The following article was originally posted by EDWARD CARVER from Common Dreams on May 28, 2024.
A new poll shows public appetite for not just civil action but also criminal prosecution, and district attorneys are showing “real, serious interest” in the idea, one expert said.
A majority of U.S. voters support civil lawsuits against fossil fuel companies for their role in creating the climate crisis, while roughly half support criminal charges, a new poll from Data for Progress found.
The poll results, released Tuesday, indicate support for the dozens of civil cases against Big Oil currently in U.S. courts, many of which were brought by municipalities or states. In a sample of over 1,000 respondents, 62% of likely voters said that they supported legal accountability for oil and gas companies for “their contributions to climate change,” including 84% of Democrats and 40% of Republicans.
“Voters strongly want to see companies held accountable for their harmful actions,” Grace Adcox, a climate strategist at Data for Progress, told The Guardian.
“These national findings show these cases may be able to earn popular support, particularly in blue jurisdictions,” she added.
Public interest groups have supported the civil cases and pushed for the U.S. Department of Justice to also take civil action against fossil fuel companies, which, the lawsuits generally argue, spread disinformation about the climate consequences of their products for many decades and continue to block substantive climate action. The case against Big Oil has been strengthened by improved attribution science, which can show the links between climate change and extreme weather events such as forest fires. Many experts draw comparisons to lawsuits once brought against Big Tobacco.
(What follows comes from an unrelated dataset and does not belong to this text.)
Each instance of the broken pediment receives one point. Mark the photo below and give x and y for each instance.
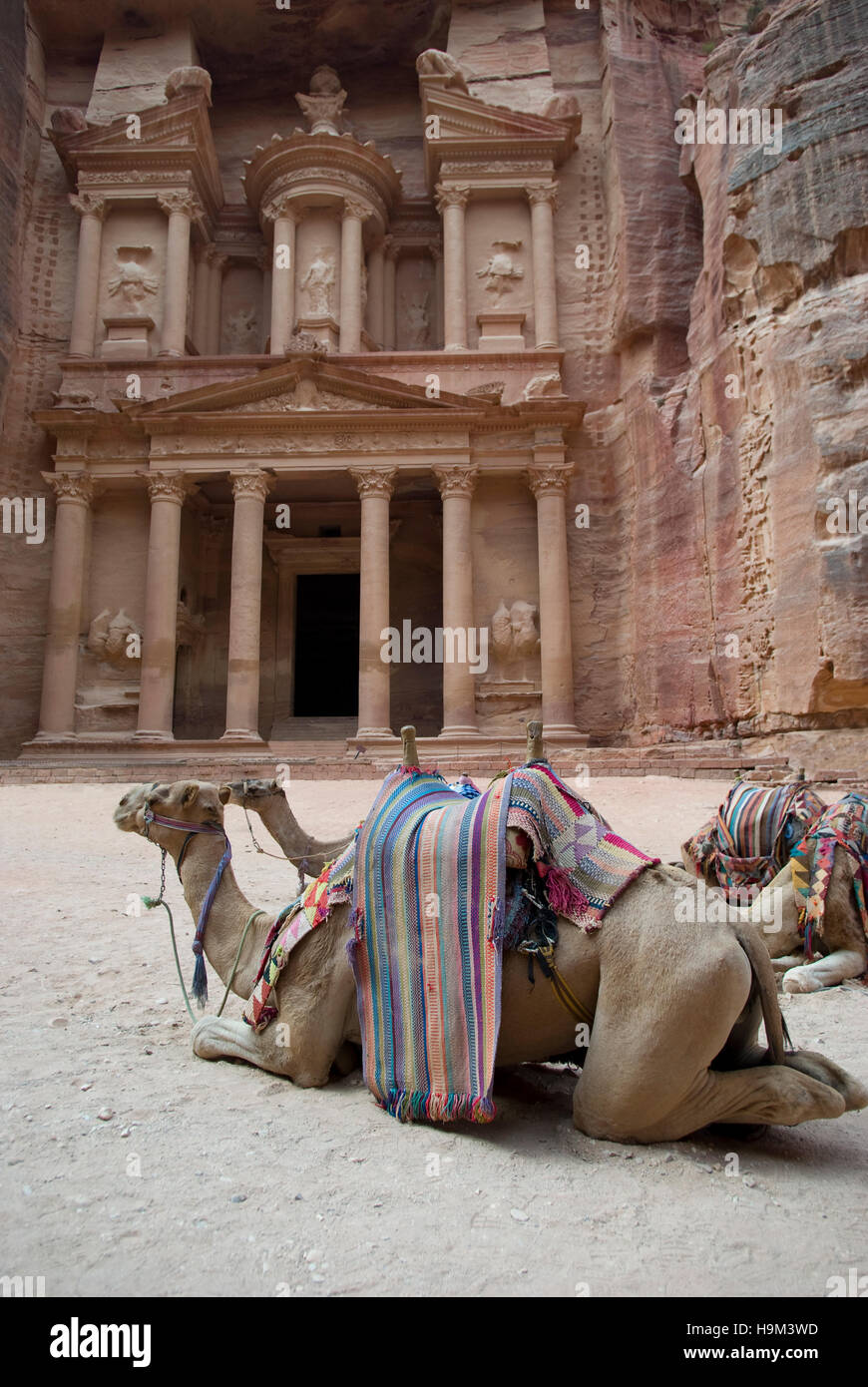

The uptick in legal activity is by no means unique to the U.S.—there are thousands of lawsuits against fossil fuel companies around the world. Yet the new poll does touch on an emerging idea among American experts.
In addition to its broader findings, Data for Progress found that 49% of likely voters support criminal charges against Big Oil—68% of Democrats and 32% of Republicans—while just 39% oppose the idea.
So far, there have been no criminal prosecutions of Big Oil companies or executives anywhere in the world. Last week, a group of French citizens and nonprofits filed a criminal complaint against TotalEnergies, a French petroleum multinational; the prosecutor has three months to decide whether to take the case.
Experts said the poll results showed how an American jury might view such a case. “It gives you an indication of what a cross-section of citizens on a jury might do with this kind of evidence,” Chesa Boudin, former San Francisco district attorney, told the Guardian.
“The fact that this hasn’t been done before may lead many to say, well, it can’t be done, there’s no precedent. But there was no precedent for anything until there was,” he added.
Two experts made the case for criminal homicide charges against Big Oil in a paper in Harvard Environmental Law Review:
Fossil fuel companies learned decades ago that what they produced, marketed, and sold would generate ‘globally catastrophic’ climate change. Rather than alert the public and curtail their operations, they worked to deceive the public about these harms and prevent regulation of their lethal conduct. They funded efforts to call sound science into doubt and confuse their shareholders, consumers, and regulators. They poured money into campaigns to elect or install judges, legislators, and executive officials hostile to any litigation, regulation, or competition that might limit their profits.
The paper, which was officially published only recently but was first written and reported on by Common Dreams last year, was co-authored by David Arkush of the nonprofit Public Citizen, which has long advocated for holding Big Oil to account and which teamed up with Data for Progress on the new poll, according to The Guardian.
The idea of criminal prosecution has received “real, serious interest” from several district attorneys’ offices, Aaron Regunberg, senior counsel at Public Citizen, told the newspaper.